A new radio takes shape in Bodega Bay



The Sonoma County coast is known to be a bit of a vortex for everything that travels over the airwaves: radio signals, cell service, and in some places, reliable internet.

Some of that may change soon thanks to a new FM radio station with the call letters KAPO.

The new outfit, which obtained a license from the Federal Communications Commission earlier this spring, will not be a community radio station but rather a station for the community – an effort that aims to broadcast locally generated content and other programming. , 24 hours a day, seven days a week.

While few locals even heard of the future channel, one man celebrates it as another accomplishment in his inexorable march towards building a great empire of small radio stations. The man, Jeff Cotton, is a director of the parent company Open Sky Radio Corp.., a company that has launched eight different radio and television stations since 2008, and has funded, built and donated three other radio stations to community nonprofits.

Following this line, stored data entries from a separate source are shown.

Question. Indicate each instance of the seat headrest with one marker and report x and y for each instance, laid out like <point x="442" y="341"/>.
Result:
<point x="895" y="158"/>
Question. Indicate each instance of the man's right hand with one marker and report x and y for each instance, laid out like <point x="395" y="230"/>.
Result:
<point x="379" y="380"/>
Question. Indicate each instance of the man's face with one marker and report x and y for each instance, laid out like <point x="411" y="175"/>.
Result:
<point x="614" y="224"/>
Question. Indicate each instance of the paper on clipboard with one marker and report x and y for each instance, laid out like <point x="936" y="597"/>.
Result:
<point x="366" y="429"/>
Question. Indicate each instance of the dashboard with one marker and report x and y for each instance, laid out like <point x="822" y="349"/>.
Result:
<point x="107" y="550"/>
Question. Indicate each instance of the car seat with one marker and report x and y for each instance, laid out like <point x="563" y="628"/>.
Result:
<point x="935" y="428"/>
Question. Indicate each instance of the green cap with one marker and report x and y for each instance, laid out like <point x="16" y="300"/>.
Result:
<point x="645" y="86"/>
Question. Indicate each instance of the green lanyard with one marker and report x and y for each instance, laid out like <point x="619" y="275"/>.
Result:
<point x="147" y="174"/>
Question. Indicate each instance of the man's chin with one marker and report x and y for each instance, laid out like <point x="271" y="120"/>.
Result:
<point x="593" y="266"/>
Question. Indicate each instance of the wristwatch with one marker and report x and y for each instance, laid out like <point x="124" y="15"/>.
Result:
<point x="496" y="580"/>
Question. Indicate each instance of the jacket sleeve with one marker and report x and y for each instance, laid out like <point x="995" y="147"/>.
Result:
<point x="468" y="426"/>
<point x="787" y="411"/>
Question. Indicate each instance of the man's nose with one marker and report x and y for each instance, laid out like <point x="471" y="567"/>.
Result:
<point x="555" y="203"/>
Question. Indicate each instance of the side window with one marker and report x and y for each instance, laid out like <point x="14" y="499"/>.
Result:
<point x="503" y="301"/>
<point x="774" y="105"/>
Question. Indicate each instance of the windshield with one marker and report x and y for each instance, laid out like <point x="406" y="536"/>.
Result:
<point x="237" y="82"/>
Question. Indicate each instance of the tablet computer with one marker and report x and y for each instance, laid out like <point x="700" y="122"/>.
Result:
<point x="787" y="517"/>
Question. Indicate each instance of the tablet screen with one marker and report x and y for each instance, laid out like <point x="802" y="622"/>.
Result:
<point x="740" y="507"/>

Cotton, 68, doesn’t live anywhere near Sonoma County — he lives in the northeast corner of the state, in Modoc County — but said he expects KAPO to provide programming original to the entire Bodega region.

“This station, like all of our stations, will become the voice of the local people,” he said.

Following the Marshall model

As Cotton mentioned, KAPO is not his first rodeo. It’s not even his first station on the northern California coast. In 2020 Cotton launched KDAN, a small station for the community of Marshall, a small town just south of the county line in North Marin.

At 91.5 on the dial, the station had been inactive for several years and was at risk of having its FCC license expire. That’s when Cotton stepped in and bought it for $5,000.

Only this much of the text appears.